Market Brief – Thursday 5/9/19

Unless something changes between now and midnight, the Trump Administration is set to increase the existing tariffs on China from 10% to 25%. Source in China have confirmed the odds of a trade deal at this point are zero. In addition, the FCC has barred China Mobile from providing telecom services in the United States over espionage concerns.

Core Producer Prices were up +2.4% on an annualized basis, which missed expectations of a +2.5% print. Producer prices for goods were up +0.3% and services rose +0.1%. With producer prices running fairly strong, it doesn’t give the Fed much latitude to cut rates.

Equities and Treasury yields were down in early trading and are likely to continue selling. Agricultural commodities are also down, but the USDA has yet to inspect any of the stored grain, so the market is trading as if there has been no disruption in supply.

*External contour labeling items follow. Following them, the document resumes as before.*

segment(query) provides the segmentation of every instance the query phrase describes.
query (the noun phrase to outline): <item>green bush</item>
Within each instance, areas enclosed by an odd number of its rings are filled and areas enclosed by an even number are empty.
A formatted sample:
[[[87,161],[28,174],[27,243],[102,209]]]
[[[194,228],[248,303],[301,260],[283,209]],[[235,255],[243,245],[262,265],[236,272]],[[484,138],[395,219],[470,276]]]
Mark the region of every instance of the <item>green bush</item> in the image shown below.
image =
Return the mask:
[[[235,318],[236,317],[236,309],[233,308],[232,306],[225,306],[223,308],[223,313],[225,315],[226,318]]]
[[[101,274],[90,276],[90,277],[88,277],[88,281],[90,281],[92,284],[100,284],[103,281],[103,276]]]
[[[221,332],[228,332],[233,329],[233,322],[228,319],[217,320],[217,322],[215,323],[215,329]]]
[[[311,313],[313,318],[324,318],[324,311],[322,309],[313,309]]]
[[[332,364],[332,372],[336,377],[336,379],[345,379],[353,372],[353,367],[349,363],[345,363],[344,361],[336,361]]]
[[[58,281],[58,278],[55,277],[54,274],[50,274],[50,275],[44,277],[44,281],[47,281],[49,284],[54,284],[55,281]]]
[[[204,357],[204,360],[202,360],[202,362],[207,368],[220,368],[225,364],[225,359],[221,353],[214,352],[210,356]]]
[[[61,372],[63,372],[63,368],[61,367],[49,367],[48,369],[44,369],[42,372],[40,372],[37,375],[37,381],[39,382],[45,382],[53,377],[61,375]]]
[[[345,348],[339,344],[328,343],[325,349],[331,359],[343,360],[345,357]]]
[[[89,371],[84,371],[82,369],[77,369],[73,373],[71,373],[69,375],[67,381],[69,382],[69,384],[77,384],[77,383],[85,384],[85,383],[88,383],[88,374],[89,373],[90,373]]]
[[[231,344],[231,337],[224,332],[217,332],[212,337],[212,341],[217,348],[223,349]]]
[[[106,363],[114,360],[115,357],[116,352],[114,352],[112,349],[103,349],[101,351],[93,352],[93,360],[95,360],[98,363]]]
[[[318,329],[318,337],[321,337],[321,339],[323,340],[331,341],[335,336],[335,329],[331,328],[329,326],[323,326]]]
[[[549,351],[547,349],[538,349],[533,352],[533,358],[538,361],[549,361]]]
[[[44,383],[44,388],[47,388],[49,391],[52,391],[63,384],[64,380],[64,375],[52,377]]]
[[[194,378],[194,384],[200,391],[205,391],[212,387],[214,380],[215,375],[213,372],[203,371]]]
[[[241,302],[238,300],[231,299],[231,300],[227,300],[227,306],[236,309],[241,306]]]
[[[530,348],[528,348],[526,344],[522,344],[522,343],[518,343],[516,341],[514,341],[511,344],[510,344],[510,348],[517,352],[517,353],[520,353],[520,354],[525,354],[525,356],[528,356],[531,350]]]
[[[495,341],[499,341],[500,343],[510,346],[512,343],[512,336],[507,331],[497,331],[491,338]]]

Adding to the pain, computer trading models continue to short this sector, which means when the news flips, prices will jump as the “Smart Money” continues to buy agricultural commodities.

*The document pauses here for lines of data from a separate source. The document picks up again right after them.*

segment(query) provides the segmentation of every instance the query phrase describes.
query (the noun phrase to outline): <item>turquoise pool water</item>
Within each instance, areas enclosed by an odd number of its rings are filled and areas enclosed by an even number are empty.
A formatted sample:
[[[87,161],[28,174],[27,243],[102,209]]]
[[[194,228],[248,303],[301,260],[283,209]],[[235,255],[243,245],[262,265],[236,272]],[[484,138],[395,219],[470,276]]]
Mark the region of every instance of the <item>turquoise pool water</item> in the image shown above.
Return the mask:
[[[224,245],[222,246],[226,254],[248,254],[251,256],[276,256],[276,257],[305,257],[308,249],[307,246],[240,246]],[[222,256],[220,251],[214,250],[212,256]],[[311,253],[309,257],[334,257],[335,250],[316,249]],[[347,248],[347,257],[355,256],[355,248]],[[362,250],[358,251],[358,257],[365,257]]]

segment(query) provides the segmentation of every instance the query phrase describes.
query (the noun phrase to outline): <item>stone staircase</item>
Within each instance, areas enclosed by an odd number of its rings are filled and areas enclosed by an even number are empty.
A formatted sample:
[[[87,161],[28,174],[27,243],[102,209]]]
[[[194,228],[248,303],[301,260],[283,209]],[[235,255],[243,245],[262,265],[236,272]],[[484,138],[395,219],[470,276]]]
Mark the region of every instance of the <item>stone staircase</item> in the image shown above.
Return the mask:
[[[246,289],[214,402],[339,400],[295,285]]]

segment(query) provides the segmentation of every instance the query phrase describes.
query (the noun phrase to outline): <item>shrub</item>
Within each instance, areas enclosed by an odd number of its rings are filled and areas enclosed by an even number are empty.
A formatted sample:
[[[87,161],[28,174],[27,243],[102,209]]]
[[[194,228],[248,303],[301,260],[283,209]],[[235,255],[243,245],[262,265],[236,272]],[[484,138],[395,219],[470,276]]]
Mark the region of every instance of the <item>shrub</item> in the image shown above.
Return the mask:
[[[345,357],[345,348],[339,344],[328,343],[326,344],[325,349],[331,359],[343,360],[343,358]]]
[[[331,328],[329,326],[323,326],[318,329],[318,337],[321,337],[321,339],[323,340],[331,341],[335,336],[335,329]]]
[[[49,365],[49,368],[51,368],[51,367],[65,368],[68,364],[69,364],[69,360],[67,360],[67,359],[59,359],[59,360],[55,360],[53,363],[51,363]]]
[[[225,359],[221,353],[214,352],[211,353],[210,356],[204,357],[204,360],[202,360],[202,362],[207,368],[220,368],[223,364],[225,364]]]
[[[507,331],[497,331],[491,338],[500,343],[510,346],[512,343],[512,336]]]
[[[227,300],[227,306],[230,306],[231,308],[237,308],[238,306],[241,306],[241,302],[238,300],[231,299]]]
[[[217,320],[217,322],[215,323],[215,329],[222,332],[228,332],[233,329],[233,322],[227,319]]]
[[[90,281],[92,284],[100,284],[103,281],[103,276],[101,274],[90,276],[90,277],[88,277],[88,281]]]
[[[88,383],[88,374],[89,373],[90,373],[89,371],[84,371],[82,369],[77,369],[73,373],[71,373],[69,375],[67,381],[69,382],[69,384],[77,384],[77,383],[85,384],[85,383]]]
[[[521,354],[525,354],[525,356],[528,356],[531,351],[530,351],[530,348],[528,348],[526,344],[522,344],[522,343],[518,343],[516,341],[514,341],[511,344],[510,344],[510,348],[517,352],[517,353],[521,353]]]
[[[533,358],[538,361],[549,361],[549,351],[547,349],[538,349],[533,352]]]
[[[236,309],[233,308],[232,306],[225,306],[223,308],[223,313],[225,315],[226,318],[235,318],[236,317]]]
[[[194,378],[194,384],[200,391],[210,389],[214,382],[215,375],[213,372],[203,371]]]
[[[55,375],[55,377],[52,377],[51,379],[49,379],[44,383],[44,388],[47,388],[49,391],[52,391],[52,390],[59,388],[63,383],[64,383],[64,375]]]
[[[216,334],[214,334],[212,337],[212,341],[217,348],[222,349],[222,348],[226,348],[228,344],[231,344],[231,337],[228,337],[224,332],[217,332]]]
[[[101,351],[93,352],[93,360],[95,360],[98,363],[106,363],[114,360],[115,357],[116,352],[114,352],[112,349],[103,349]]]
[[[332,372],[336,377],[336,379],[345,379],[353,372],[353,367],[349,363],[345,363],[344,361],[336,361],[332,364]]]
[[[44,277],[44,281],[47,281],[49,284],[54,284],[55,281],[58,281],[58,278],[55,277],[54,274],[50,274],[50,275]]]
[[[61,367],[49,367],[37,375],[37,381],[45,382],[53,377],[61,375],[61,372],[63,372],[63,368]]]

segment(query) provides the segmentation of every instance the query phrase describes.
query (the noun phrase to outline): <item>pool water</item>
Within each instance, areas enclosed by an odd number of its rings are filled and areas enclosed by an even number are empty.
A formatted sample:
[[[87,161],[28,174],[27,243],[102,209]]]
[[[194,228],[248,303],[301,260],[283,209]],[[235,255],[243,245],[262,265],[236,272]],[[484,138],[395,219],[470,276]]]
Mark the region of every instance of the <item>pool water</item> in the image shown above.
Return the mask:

The ISM semiannual survey of capital spending and in the manufacturing and non-manufacturing sectors came out today which shows that CEOs are more interested in buying their company stock back than they are in spending in CapEx. When the buybacks dry up, stock prices will tank.

A meeting has been scheduled for tonight at 5 pm EST for another round of negotiations after President Trump received a pleasant letter from President Xi with an “excellent alternative.” The paperwork is still being processed to increase the tariffs at midnight. Stocks and Treasury yields rose on the news.

Today’s $19 billion 30-year Treasury auction saw strong foreign demand with foreign bidders snapping up 60.5% of the auction. Domestic bidders took a mere 11%, which left securities dealers with 28.5% of the auction. Treasury yields fell following the auction, after rising on hopes of a trade deal.

President Trump’s tweets mostly saved stocks today as the S&P 500 rallied back but ran into stiff overhead resistance. For some reason, investors continue to believe that dropping the 10% tariffs will lead to a massive global economic boom. If only it was that easy.

Treasury yields were down on the day but traded higher as investors continue to fear inflation, which based on the growth rate of the money supply, is not happening. Consumer prices may be rising, but consumer spending power is not keeping pace.

Physical gold continues to be rejected at resistance which still points to the low $1,200s/oz as the next level of support. The large gold mining ETF closed under its 200-day moving average, which is bearish.

The broad M2 Money Supply jumped out of the danger zone as the annualized growth rate increased to 3.95% as the money supply hit a new all-time high last week. The 6- and 3-month growth rates increase to 2.11% and 0.63% respectively. Overall money supply growth remains weak and consistent with weak economic growth.

The stock and bond market awaits the outcome of tonight’s meeting and the implementation of increased tariffs.